Being a parent makes a person highly aware. Aware of middle-of-the-night breathing, the size of the cut-up carrot chunks, the ingredients in fruit snacks. It also makes us highly aware of our own behavior, and if you’re me, your flaws. There’s one, in particular, that I like to call the “But Complex.”
It happens with little things, it happens with big things. It happens nearly any time I get the chance to own a job well done, and it goes a little something like this:
“Your kids are so cute. You’re doing a great job with them!”
Oh, thanks. It may seem that way, but I’m not, really. They’re incredible kids, but I’m pretty sure I’m failing a little bit more each day and I fear I just may ruin them.
Or, at work: “Hey, that project you did? Great job!”
It may seem that way, but I really didn’t. It’s mediocre work at best. Thank you for not looking more closely.
“Those snacks you made for daycare were so cute!”
It may seem that way, but I didn’t come up with the idea. I saw them on Pinterest. I wish that had been my creative brainchild, but nope.
“You look fabulous!”
It may seem that way, but I really don’t. I assure you, if you could really see me, you’d see how flawed I am. How wrong I look. How much I need to change. How much I’ve let myself go. But thanks!
“That article/poem/whatever you wrote was great!”

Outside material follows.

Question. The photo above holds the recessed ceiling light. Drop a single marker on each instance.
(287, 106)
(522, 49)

Oh, that? Thanks. It might seem like it was good, but it wasn’t. I assure you. I just won’t let you read anything else I written so you don’t find out that I’m a fraud who just happened to produce a lucky page.
“Oh hey, (insert any compliment here.)”
Thanks, BUT (deflect, deflect, deflect here.)

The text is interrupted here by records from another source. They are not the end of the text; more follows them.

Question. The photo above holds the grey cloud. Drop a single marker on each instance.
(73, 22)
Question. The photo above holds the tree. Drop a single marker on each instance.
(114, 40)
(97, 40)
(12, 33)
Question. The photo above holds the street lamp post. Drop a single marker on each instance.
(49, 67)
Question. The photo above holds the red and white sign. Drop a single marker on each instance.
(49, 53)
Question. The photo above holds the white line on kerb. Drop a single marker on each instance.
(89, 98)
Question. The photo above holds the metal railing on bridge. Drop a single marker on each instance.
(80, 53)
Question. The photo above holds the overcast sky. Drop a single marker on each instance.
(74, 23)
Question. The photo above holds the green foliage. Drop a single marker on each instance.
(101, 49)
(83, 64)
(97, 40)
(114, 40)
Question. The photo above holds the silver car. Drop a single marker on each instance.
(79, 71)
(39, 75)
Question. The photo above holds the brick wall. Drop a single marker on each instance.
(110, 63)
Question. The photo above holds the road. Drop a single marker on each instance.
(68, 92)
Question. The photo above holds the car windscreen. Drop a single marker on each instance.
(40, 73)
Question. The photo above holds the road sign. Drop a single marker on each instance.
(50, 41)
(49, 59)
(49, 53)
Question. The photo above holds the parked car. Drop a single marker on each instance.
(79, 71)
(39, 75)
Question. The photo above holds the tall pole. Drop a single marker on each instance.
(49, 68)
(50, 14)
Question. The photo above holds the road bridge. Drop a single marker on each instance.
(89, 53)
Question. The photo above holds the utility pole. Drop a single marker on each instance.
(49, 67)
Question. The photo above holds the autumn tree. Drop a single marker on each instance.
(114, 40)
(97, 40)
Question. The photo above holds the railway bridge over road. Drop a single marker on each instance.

And, perhaps the worst of all, “Mommy, you’re the best mommy ever.”
Oh, honey. It may seem that way, but someday, when you’re big, you’ll realize that I’m just…not.
I don’t say it, of course, but it’s always there. That little voice. For me, and for many other women who really are fabulous but just can’t let themselves truly know it.
Why the struggle to own our power, our talent, our strength? I’m not sure. What I am sure of is that of all the gifts I want to leave my children, this isn’t one of them. They deserve to feel confident and wear a smile when they say, “Thank you!”…because I don’t ever want them to know how much that “but” weighs.